Мир – это юдоль страданий. Пожалуй, в конечном счете это самое точное его определение. Человек – животное, постоянно страдающее от тревоги, боли и страха, жертва того, что буддисты зовут «dukha» – неослабной, неутолимой муки, испытываемой теми, кто жадно алчет призрачных благ. Однако в этой юдоли мук есть свои холмы и лощины. Все мы страдаем, но страдаем так чудовищно разнообразно. Кто знает, возможно, для просвещенного ума участь желчного миллионера кажется не легче участи голодного крестьянина. Быть может, миллионер даже в большей степени заслуживает искреннего участия, поскольку обманчивые утехи и скоротечные радости уводят его с истинного пути, а лишения крестьянина, хочешь не хочешь, учат его мудрости. Однако такое суждение пристало лишь просвещенным умам, если же их произнесут уста простого смертного, его справедливо обвинят в легкомыслии. Мы с полным основанием считаем, что умирать от голода в нищете более тяжкий удел, чем зевать от скуки, утопая в роскоши. Если бы страдания людей были – попробуйте это себе представить – менее жестоки, если бы скука и мелкие житейские невзгоды были тягчайшим нашим испытанием и если бы – это представить уже трудней – мы не скорбели при утратах и принимали смерть как сон, наша мораль была бы существенно или даже совершенно иной. Наш мир – юдоль ужаса, и это сознание не может не волновать каждого настоящего художника и мыслителя, омрачая его раздумья, разрушая здоровье, иногда просто сводя его с ума. Закрывать глаза на этот факт серьезный человек может лишь себе на погибель, и все великие люди, которые прикидываются, будто забыли об этом, только притворяются (тавтология!). Земля – планета, где царит рак, где люди повсеместно и повседневно, словно так и надо, мрут как мухи от болезней, голода и стихийных бедствий, где люди уничтожают друг друга таким чудовищным оружием, что не приснится и в страшном сне, где люди запугивают и мучают друг друга и лгут из страха всю жизнь. Вот на какой планете мы живем.

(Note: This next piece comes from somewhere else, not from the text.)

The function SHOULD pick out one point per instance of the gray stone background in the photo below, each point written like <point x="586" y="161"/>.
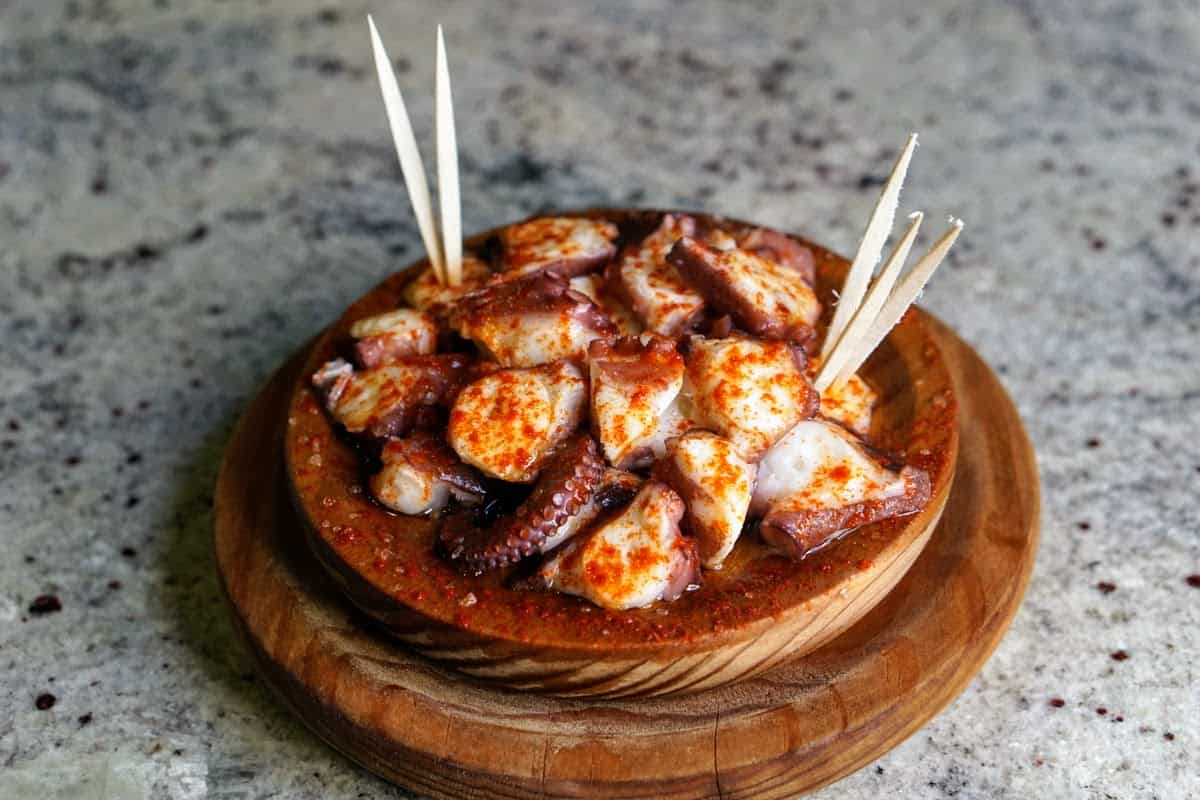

Однако препятствует ли это совершенствованию морали? Сколько уж, мой дорогой друг, об этом говорено. Имеет ли художник право на радость? Должен ли тот, кто хочет утешить, непременно быть лжецом? И может ли провидец истины быть ее провозвестником? Где она, где должна быть область истинно глубокого духа? Неужели нам суждено вечно осушать людские слезы или хотя бы помнить о них, чтобы не подвергаться осуждению? У меня нет ответа на эти вопросы. Ответ, возможно, очень длинный, а возможно – его нет вообще. Но пока существует Земля (что, конечно, ненадолго), этот вопрос будет бесить наших мудрецов, порой буквально превращая их в злых гениев. Разве ответ на него не должен быть гениальным? Как, наверное, смеется бог (злой гений номер один)!